Emmanuel non torna indietro sull’impegno dell’esercito francese prospettato nel conflitto ucraino. Anzi, rilancia. Parla di un protagonismo forte che l’Unione deve trovare.
Del resto è a un passo dal senso comune. L’ordine impartito da Yalta in cui i tre eserciti vittoriosi si spartirono il controllo e l’egemonia nel mondo – Churchill, Roosevelt e Stalin – non esiste più. Il Regno Unito è il nostalgico ricordo di quell’impero e già al tempo era in trattativa in condizioni di inferiorità davanti ai russi che oggi però sono confinati ad essere provincia del mondo. E agli Stati Uniti, in forte affanno, con il ruolo che si erano dati e sempre più dubbiosi sui ritorni dell’idea di impero sulla quale si sono crogiolati dal secondo dopoguerra. Le elezioni negli Stati Uniti sono l’evidenziazione di questa grande crisi di identità con scenari di conflitto reale o potenziale sui quali la loro parola conta sempre meno. E secondo l’opinione pubblica americana che non investe le due coste è abbondantemente persuasa sul fatto che su questa impostazione si debba recedere. La Russia ridotta a potenza regionale che deve vedersela in beghe territoriali.
Il desolante quadro del mondo è totalmente cambiato. Si deve necessariamente prenderne atto.
Ed è in questo quadro di degrado assoluto dei vecchi rapporti di forza che crescono prepotentemente Cina e India. IN questo generalissima sintesi, ma non meno realistica, serrare le fila da parte dell’Unione è una necessità i cui tempi non possono essere rimandati. Come nella crisi climatica: “è già tardi”.
Ma la campanella che suona a tutti i paesi di Europa non serve a sollecitare il divenire di un progetto necessario. Serve a fare il primo della classe per stabilire, davanti la necessità dell’intensificazione dei rapporti tra paesi e davanti alla crescita della potestà decisionale, il ruolo di primo della classe.
È quello che alza il dito davanti alla maestra per dire: “io lo avevo detto”. Tanto non paga pegno per questa levata di scudi.

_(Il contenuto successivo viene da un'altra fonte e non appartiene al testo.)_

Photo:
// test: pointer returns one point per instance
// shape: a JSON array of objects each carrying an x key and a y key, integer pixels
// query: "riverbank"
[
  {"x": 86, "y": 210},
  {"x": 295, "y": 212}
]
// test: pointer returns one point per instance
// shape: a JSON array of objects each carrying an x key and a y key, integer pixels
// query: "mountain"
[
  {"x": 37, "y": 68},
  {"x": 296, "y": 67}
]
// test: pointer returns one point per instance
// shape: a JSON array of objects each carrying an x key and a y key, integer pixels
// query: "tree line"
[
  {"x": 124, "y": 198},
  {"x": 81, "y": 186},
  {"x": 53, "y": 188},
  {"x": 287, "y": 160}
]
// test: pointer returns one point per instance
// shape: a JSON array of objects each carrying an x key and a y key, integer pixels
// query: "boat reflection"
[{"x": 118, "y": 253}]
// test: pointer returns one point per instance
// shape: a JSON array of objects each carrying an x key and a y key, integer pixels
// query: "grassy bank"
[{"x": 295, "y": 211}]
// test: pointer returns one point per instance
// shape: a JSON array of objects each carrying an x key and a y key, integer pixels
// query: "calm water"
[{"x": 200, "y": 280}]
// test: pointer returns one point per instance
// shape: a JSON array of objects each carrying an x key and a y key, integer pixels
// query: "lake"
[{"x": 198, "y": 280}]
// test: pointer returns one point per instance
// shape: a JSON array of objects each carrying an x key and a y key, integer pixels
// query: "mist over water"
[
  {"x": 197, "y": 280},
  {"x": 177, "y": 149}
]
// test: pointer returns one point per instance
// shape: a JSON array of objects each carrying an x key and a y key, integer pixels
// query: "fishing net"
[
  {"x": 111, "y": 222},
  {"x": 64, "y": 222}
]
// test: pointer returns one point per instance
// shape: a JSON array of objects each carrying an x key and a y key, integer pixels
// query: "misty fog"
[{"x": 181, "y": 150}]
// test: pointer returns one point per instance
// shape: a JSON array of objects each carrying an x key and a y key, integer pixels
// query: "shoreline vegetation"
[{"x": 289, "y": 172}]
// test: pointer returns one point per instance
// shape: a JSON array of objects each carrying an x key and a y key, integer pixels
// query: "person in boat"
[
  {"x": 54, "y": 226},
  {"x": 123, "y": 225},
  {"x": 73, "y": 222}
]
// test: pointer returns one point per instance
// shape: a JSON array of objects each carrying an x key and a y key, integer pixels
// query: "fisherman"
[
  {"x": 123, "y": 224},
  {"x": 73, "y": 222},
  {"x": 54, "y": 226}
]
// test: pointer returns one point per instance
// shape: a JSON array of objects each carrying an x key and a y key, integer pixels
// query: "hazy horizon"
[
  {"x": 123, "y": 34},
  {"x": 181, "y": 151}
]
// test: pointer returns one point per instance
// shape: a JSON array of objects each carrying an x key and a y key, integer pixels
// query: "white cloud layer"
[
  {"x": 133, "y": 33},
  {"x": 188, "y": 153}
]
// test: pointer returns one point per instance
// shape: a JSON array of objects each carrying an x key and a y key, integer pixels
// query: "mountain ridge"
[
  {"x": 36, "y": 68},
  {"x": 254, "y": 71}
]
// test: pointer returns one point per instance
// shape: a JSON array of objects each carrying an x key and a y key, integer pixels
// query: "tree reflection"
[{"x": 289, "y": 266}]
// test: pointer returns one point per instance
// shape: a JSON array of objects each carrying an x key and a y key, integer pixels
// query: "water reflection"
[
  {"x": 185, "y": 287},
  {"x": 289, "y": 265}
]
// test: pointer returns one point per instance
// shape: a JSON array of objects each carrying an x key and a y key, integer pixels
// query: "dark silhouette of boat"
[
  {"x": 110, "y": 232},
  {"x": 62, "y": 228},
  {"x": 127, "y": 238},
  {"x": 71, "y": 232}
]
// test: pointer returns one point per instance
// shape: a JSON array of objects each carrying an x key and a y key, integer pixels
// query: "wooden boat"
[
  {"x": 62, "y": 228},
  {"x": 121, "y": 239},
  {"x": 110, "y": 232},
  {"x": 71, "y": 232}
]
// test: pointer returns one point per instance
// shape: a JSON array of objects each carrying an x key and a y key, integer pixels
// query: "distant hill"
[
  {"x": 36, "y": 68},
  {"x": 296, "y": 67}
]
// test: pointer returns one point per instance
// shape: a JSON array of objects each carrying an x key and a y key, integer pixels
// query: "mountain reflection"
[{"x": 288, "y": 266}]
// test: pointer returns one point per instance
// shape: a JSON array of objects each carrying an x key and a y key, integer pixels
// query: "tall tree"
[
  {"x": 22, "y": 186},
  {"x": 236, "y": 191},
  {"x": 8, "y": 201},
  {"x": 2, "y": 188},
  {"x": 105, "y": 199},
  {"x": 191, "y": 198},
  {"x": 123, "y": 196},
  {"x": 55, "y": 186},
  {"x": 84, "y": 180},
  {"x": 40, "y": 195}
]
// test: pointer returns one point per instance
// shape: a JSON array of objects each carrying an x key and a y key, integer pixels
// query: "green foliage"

Negli Stati Uniti la crisi di identità è troppo forte. La tentazione, anche, di recedere in termini di potere e gestione per dedicarsi totalmente all’unica cosa che conta – avendo già gli arsenali bellici più potenti del mondo. I mercati, il controllo dei grandi flussi, la capacità di garantire i grandi capitali.
L’Europa in tal senso è alle secche. Come fosse una lente di ingrandimento del nostro paese, vede smobilitare la capacità di fare impresa e di competere nel mondo. Sempre più terra di provincia, sempre più relegata all’antica illusione di dare lezioni al mondo. E forse il resto del mondo glielo fa credere. La sostanza delle cose che procedono però sta in un’altra direzione.
Quindi è per questo che Macron , come ha fatto alla Sorbone, dà una sveglia. Conferma anche la possibilità di impiego di risorse militari. Ma anche se la Storia gli desse ragione in questa fuga in avanti questa non sarà vòlta a un cambiamento di conduzione europea. Bensì per stabilire una sua leadership, visto che in Francia può dire ben poco.